C is for Cooking: Think how great your home will smell with a big pot of creamy butternut squash soup (yum!) on the stove. Throw in some cinnamon and the neighbors will be coming by. Cook large batches of soup, stew, chili, casseroles, quiche, or tomato sauce. Cool in shallow dishes, then freeze in small glass containers for a quick dinner. Make chili with beans or try a white chili with ground turkey or chicken.
If you’ve never had fresh beets, try: www.finecooking.com/recipes/jewel-roasted-vegetables.aspx?nterms=53248,50300. And for a low-carb pasta swap, try spaghetti squash instead, with turkey meatballs: www.wholeliving.com/131539/spaghetti-squash-turkey-meatballs?czone=/fall-recipes/main-courses¢er=185179&gallery=185173&slide=131539.
For a twist on fresh pumpkin, consider a warm pumpkin salad over polenta: www.epicurious.com/recipes/food/views/Warm-Pumpkin-Salad-with-Polenta-and-Candied-Pumpkin-Seeds-105581 or stick with the traditional soup: www.tasteofhome.com/Recipes/Curried-Pumpkin-Soup-2 where you can sub fresh pumpkins (look for the small round kind for cooking, not the big kind for carving at Halloween) instead of canned.
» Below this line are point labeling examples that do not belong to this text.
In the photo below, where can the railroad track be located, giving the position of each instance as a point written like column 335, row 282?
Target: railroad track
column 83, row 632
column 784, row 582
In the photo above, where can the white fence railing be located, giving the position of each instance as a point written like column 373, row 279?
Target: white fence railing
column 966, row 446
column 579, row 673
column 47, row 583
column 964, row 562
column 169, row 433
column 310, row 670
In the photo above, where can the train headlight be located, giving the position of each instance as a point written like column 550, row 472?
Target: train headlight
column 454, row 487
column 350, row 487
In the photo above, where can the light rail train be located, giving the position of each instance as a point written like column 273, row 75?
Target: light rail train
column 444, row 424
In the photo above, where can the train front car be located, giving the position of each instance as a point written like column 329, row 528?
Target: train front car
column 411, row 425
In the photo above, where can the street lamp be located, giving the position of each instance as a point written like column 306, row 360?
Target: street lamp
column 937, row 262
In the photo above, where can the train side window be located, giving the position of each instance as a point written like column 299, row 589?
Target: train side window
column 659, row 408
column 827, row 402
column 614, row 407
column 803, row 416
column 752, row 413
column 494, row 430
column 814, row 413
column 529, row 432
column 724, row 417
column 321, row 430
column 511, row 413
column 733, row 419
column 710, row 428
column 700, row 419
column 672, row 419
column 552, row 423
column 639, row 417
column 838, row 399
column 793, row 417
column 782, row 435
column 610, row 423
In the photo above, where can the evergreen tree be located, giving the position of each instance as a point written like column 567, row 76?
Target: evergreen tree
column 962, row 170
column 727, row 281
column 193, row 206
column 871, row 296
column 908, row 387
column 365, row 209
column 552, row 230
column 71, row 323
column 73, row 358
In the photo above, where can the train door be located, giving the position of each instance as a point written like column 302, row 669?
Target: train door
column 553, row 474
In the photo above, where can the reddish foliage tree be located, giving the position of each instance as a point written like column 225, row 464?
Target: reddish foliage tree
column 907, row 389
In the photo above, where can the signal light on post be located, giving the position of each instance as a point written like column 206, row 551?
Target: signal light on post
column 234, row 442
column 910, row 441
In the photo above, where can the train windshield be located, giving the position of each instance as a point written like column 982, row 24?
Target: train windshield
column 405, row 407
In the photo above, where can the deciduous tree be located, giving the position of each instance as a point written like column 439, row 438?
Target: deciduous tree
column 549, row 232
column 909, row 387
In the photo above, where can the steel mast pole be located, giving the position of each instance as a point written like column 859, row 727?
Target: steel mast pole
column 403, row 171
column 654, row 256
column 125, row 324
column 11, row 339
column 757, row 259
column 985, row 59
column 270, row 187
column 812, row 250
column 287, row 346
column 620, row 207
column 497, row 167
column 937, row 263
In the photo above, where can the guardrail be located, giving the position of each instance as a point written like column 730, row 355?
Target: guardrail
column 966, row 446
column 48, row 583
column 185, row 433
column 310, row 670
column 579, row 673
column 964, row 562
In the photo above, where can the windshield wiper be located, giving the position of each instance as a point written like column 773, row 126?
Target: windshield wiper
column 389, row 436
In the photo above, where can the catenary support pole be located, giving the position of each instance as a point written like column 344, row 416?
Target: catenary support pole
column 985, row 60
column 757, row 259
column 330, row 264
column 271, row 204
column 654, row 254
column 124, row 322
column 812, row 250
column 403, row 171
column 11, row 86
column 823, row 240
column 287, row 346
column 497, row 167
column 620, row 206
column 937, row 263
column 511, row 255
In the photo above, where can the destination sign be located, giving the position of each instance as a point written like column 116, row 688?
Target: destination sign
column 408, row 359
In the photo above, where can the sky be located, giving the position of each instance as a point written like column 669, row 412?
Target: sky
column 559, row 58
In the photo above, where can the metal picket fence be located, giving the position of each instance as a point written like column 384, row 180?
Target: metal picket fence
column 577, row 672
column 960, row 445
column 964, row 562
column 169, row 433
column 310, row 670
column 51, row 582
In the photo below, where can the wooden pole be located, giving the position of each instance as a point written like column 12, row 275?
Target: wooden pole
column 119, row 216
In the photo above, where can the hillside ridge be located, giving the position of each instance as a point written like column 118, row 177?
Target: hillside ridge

Watch your Math: Remember to watch portion sizes, added fats and sugars. With all the tasty fresh fall produce, you won’t need many calorie-rich condiments. Cream, butter, excess oil, sweet sauces, salad dressings, cheese and fried items can easily overload your calorie budget. Seek lower or no-sugar-added items and try making your own salad dressing with olive oil, vinegar and mustard or a squeeze of fresh lime juice. Retrain your taste buds to appreciate the delicate flavors found naturally in fresh foods. Remember fresh garlic, shallots and onions in dishes for a pop of flavor and substitute fresh herbs for dried as able. Use the plate method: half your plate (and try to use a smaller diameter plate) with vegetables and fruits, then ¼ whole grains and ¼ protein foods. For more ideas on adding produce: www.fruitsandveggiesmorematters.org. Continue to add daily physical activity to your life: just walking 10 minutes after each meal can help keep your body healthy and relieve stress. Try sleeping in a dark room at night for a solid 7- to 8-hour stretch and laughing more, both of which can strengthen your immune system. For more healthy living ideas: www.fns.usda.gov/eatsmartplayhardhealthylifestyle/ and www.hhs.gov/safety/index.html.
Congratulations on passing your Mid-Term Fall Eating class: enjoy all of autumn’s bounty, and it’s OK to encourage others to copy.